Ainsi, les associés de sociétés d’exercice libéral (SEL), en l’absence de lien de subordination, et seulement eux, possèdent un certain don d’ubiquité. En effet, au plan social, ils sont affiliés au régime des non-salariés pour leur activité au sein de la société ; mais au plan fiscal, leur rémunération est soumise au régime des salaires.
Cette dichotomie entre le statut social et le statut fiscal a fait l’objet de plusieurs questions aux ministres. Celles-ci sont restées, à ce jour, sans réponse.

Mais cette contradiction a-t-elle des conséquences ? Est-ce grave docteur ?

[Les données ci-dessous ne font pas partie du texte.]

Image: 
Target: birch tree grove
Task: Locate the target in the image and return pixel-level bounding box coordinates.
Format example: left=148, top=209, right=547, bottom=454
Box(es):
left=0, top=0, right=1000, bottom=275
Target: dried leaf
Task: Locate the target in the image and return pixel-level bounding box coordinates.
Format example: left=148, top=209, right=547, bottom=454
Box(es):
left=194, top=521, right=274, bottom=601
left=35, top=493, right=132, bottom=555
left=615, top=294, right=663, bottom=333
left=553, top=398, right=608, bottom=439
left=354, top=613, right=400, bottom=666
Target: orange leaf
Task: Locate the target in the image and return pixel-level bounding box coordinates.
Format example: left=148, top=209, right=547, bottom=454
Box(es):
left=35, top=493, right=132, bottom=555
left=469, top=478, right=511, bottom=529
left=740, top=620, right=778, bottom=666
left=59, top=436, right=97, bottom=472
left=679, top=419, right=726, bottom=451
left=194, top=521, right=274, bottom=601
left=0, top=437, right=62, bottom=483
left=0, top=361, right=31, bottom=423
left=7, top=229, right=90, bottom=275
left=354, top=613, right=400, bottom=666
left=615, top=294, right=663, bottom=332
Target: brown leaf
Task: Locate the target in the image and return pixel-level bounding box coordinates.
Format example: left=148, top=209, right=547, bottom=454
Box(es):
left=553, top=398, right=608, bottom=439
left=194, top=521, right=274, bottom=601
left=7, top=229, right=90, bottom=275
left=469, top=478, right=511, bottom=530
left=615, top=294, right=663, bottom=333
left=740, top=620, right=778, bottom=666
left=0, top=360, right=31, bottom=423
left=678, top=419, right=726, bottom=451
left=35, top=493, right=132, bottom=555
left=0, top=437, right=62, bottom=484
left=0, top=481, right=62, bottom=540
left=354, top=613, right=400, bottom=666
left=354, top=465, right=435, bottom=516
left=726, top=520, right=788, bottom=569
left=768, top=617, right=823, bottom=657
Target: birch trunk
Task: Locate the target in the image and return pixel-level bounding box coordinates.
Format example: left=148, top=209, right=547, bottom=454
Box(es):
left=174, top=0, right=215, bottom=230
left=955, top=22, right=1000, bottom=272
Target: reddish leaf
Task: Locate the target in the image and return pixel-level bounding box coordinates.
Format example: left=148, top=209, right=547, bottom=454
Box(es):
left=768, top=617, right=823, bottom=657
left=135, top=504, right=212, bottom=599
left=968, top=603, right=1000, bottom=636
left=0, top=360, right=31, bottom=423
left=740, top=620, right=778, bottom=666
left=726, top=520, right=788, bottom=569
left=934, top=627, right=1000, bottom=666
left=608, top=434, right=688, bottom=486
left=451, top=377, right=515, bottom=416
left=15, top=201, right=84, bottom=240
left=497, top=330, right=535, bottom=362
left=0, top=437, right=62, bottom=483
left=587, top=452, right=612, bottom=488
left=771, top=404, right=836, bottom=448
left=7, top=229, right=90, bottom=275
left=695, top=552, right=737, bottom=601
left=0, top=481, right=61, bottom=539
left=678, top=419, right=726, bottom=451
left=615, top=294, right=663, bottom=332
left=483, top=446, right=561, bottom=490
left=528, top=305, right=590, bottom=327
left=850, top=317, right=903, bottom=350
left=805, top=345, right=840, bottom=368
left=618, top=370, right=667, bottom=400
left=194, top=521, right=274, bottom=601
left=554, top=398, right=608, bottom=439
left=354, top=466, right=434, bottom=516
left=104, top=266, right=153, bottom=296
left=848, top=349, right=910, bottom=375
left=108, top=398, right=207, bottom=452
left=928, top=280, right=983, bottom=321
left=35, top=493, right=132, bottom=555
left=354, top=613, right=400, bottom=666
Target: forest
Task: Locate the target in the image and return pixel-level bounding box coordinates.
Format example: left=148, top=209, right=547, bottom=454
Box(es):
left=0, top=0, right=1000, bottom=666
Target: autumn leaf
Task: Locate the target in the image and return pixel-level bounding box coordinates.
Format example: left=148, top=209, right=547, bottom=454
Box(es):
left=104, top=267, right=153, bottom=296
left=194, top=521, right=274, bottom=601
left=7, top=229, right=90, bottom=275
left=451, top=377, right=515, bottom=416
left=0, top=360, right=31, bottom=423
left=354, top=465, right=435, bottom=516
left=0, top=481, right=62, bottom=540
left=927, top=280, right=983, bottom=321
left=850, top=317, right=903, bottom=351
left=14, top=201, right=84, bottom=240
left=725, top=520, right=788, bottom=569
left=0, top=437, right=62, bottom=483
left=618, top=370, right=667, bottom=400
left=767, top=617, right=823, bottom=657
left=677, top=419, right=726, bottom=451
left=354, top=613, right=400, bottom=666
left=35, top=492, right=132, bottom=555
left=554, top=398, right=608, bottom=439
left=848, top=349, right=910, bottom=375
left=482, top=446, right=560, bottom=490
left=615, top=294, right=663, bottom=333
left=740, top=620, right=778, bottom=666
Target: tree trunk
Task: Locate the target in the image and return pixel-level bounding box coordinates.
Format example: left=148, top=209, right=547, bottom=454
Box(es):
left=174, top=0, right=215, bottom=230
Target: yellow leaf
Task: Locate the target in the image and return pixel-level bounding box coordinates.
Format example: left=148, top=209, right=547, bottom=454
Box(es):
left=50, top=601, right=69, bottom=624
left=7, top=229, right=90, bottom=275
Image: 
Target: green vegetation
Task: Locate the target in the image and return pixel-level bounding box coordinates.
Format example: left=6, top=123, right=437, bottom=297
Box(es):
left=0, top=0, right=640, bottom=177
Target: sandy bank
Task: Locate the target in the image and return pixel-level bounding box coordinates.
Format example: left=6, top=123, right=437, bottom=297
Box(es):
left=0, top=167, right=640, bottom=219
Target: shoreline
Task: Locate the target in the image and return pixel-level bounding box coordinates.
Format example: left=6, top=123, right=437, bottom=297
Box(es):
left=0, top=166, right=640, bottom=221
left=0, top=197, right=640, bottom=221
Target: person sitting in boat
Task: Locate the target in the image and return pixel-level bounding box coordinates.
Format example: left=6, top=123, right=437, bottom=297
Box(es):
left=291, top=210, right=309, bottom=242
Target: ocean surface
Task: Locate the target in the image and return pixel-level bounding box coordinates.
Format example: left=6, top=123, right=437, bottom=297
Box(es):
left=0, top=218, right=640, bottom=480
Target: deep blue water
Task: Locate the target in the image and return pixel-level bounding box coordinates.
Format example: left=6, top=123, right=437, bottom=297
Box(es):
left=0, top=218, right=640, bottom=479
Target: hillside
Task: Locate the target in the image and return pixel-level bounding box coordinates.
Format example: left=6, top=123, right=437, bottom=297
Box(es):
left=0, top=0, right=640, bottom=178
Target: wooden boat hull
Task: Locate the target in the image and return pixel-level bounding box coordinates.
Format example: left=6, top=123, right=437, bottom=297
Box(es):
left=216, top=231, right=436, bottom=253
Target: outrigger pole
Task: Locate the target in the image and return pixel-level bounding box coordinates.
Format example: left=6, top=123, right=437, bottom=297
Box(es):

D’un point de vue fiscal, cette contradiction emporte de nombreuses conséquences en matière notamment d’ISF, de CVAE, de TVA, de taxe sur les salaires, de taux de CSG sur les dividendes….
Mais également d’un point de vue social : l’associé de SEL sans lien de subordination relève du régime social des travailleurs non salariés et peut donc à ce titre souscrire des contrats Madelin. Mais étant « salarié » d’un point de vue fiscal, ces cotisations ne seront aucunement déductibles. Il serait temps qu’un effort de clarification soit conduit sur ce sujet qui concerne des milliers de professionnelles libéraux.
Pour aller plus loin, comme le préconise l’Institut de la Protection Sociale, une réforme moderne doit permettre aux dirigeants de sociétés et associés de SEL de choisir librement leur statut social et que ce statut social soit aligné sur le statut fiscal. Il n’est pas sain que la forme juridique d’une société continue d’être dictée par le statut social qu’elle impose.

Commentaires

  • Mario Sabatier
    19 octobre 2016 Répondre

    Merci pour cet éclairage. Un contrat de travail bien formalisé permettra-t-il de qualifier le lien de subordination ?

    • Rolland NINO
      21 octobre 2016 Répondre

      Le contrat est nécessaire mais pas suffisant. Le lien de subordination sera jugé à l’épreuve des faits.

  • Louis NOEL
    5 avril 2018 Répondre

    Je tombe sur votre article fort utile au milieu d’une quasi absence de documentation sur le sujet notamment pour le Président de SELASU. Merci !
    Finalement, le mieux n’est il pas de prévoir une absence totale de rémunération au titre du mandat social pour ne pas s’acquitter de la retraite du régime salarié ?

    • Rolland NINO
      6 mai 2018 Répondre

      c’est exactement cela

  • Christian
    6 juin 2020 Répondre

    Bonjour,

    Je tiens tout d’abord à à vous remercier pour les informations précises contenues dans ce blog .
    Je me permets de vous soumettre ma problématique.
    Je suis associé d’une SELAS à l’IS , n’exerce aucun mandat social, ne suis rémunéré que pour mes fonctions techniques. Je n’ai pas de contrat de travail mais une convention d’exercice et ne possède pas de clientèle personnelle. Je suis immatriculé au CFE en tant que personne physique exerçant une profession libérale.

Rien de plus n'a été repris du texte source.